Trajectoire. Né Frédéric Louis Sauser à La Chaux-de-Fonds, mort français, Blaise Cendrars a vécu une relation orageuse avec son pays d’origine. A l’occasion de l’exposition «Blaise Cendrars au cœur des arts» à La Chaux-de-Fonds, Christine Le Quellec Cottier, directrice du Centre d’études Blaise Cendrars, nous la raconte.
Christine Le Quellec Cottier
Appartenances
Ce 1er août 1952, Cendrars note dans son mémento, en le soulignant trois fois et avec un point d’exclamation: «Ecrivain suisse!» Il vient de lire l’article que le photographe et journaliste valaisan René Caloz lui consacre dans L’illustré, et la formule l’amuse visiblement. L’appartenance helvétique est suivie, à la même date du calepin, du titre Emmène-moi au bout du monde!…, le «roman-roman», comme il l’appelle, qui ne paraîtra qu’en 1956.

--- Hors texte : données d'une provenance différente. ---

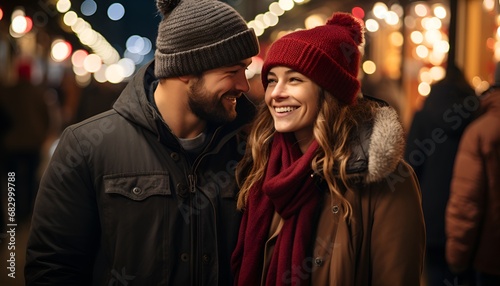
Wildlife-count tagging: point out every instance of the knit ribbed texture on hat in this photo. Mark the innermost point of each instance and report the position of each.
(199, 35)
(329, 55)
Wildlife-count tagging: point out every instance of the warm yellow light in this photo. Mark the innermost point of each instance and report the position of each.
(60, 50)
(421, 10)
(369, 67)
(416, 37)
(63, 6)
(424, 89)
(92, 63)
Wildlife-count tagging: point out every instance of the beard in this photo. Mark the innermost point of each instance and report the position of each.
(208, 106)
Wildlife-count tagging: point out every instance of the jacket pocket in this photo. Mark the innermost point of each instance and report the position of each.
(138, 187)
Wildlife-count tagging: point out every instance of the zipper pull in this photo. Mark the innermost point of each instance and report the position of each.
(192, 183)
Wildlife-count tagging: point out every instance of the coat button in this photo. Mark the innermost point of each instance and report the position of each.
(174, 156)
(335, 209)
(205, 258)
(182, 190)
(318, 261)
(136, 190)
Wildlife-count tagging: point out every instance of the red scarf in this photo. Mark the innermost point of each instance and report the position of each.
(288, 189)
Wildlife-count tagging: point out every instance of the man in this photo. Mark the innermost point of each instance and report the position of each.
(144, 194)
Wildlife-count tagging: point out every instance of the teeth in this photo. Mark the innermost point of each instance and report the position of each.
(285, 109)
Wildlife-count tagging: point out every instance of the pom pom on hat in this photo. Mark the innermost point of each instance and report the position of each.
(328, 54)
(198, 35)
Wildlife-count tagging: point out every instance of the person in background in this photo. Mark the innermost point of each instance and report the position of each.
(432, 144)
(26, 106)
(144, 194)
(325, 194)
(473, 210)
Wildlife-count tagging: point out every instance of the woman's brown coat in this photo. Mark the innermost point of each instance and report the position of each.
(384, 243)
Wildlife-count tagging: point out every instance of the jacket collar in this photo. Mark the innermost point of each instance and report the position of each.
(378, 148)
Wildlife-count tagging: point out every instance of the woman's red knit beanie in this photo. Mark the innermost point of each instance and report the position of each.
(328, 54)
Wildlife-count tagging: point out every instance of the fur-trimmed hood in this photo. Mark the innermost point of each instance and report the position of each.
(378, 148)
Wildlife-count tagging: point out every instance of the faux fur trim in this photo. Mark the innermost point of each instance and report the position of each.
(386, 145)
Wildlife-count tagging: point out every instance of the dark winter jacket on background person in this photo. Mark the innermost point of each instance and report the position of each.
(473, 212)
(432, 143)
(142, 217)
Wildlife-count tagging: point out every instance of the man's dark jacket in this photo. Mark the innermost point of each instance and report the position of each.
(121, 204)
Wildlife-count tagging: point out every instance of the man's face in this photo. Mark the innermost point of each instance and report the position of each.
(212, 96)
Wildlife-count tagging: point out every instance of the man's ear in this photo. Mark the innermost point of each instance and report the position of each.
(185, 78)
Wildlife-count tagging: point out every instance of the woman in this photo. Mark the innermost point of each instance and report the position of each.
(327, 199)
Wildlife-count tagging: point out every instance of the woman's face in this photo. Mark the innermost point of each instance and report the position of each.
(293, 100)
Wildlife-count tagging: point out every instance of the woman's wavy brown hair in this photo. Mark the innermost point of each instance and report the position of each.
(335, 127)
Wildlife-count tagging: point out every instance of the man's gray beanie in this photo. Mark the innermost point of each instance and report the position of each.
(199, 35)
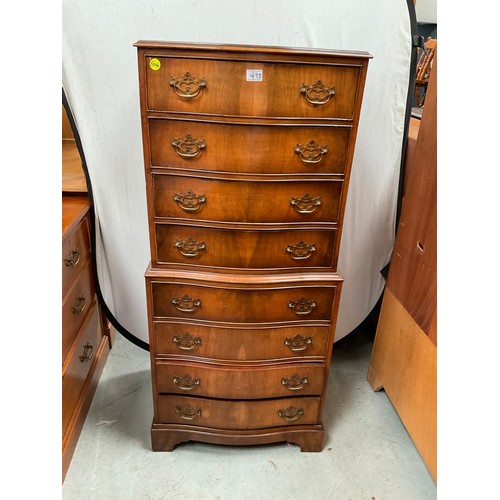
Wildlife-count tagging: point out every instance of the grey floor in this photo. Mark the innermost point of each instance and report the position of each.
(368, 454)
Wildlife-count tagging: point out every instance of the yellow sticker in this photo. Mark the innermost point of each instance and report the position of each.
(154, 64)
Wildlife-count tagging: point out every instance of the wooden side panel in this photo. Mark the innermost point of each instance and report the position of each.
(404, 362)
(413, 273)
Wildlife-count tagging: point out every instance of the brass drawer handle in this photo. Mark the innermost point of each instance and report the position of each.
(291, 413)
(73, 258)
(186, 383)
(295, 382)
(305, 204)
(298, 343)
(317, 94)
(87, 353)
(311, 152)
(187, 342)
(188, 147)
(190, 247)
(301, 250)
(79, 306)
(302, 306)
(187, 86)
(190, 201)
(186, 303)
(188, 412)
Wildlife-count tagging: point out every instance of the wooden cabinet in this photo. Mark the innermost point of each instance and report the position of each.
(86, 334)
(247, 153)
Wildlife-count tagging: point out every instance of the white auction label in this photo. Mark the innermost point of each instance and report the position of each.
(254, 75)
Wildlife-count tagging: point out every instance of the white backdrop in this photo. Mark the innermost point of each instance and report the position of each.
(101, 82)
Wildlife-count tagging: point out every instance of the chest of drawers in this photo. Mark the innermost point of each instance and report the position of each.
(247, 154)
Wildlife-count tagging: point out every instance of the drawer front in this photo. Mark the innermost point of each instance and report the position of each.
(225, 200)
(253, 88)
(243, 305)
(263, 149)
(239, 344)
(221, 414)
(239, 382)
(76, 304)
(82, 357)
(75, 252)
(249, 249)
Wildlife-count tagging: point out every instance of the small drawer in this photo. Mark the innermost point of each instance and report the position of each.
(218, 146)
(82, 356)
(222, 414)
(245, 200)
(242, 344)
(77, 302)
(262, 248)
(253, 88)
(243, 304)
(75, 251)
(249, 382)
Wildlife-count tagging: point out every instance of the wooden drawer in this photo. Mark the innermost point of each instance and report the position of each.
(230, 90)
(255, 148)
(262, 248)
(249, 382)
(246, 200)
(79, 363)
(75, 251)
(77, 302)
(242, 344)
(243, 304)
(222, 414)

L’écrivain, né le 1er septembre 1887 à La Chaux-de-Fonds, a presque 65 ans et suffisamment vécu pour que cette récupération helvétique ne le foudroie pas. Pour Cendrars, le bout du monde est multiple, et sans doute la Suisse en est-elle une possibilité parmi tant d’autres: dans le roman qu’il est en train d’écrire, le bout du monde, c’est Paris, la ville de tous les désirs, celle qu’il a définie comme son lieu de naissance à la poésie, au «229, rue Saint-Jacques»; mais le bout du monde c’est aussi la Chine, l’absolu lointain qui désigne ce que la Russie a représenté durant trois années de son adolescence; tout comme New York, où la vie est «pire qu’en Suisse», selon ses notes de voyage de 1912, année du choix de son pseudonyme. Avec Cendrars, l’espace se déploie sur la carte de géographie au rythme de ses bourlingues, mais il est surtout au cœur de la page, celle que je découvre avec fascination: que le texte évoque Rio, la Patagonie, Sacramento ou le Transsibérien, il m’embarque et ce que je savoure au cœur des lignes est chaque fois un nouveau monde.
Choisir
Frédéric Sauser, devenu Blaise Cendrars, fait partie de ceux qui sont partis: la Suisse et ce qu’il nommait ses hypocrisies et sa sérénité bourgeoise, il ne les supportait pas. Il ne s’est plus jamais arrêté, même enfermé entre quatre murs: son monde et sa vie ont été recomposés par l’écriture, choix existentiel et poétique qui lui a sans doute permis de traverser le réel, de le réinventer pour le supporter. Brisé par le décès accidentel d’une jeune fille aimée en Russie, alors qu’il n’a pas encore 20 ans, puis par celui de sa mère en 1908, le jeune homme est un éclopé de la vie avant même de s’engager comme volontaire étranger en 1914. Incorporé dans la Légion étrangère, il est grièvement blessé sur le front de Champagne le 28 septembre 1915 et doit être amputé: il perd sa main droite, sa main d’écriture. Celle-ci aura été le prix exorbitant payé à une nation qui lui offre la nationalité française en 1916. Dès lors, et tout en conservant son passeport suisse, il se place au cœur du système littéraire français. Au début du XXe siècle, Paris est le centre absolu du monde littéraire, et seul ce point focal peut offrir la reconnaissance convoitée. Pour lui, l’appellation «littérature romande» ne fait pas sens et, bien qu’ayant publié en 1929 dans la revue Aujourd’hui dirigée par Ramuz, il n’évoquera le Vaudois que pour rappeler son «visage hanté d’effroi»… Quant à sa longue amitié avec Charles-Albert Cingria le cosmopolite, elle ne le rapproche pas de la Suisse en tant que telle, mais reste une affaire d’humeur, d’ailleurs très aléatoire.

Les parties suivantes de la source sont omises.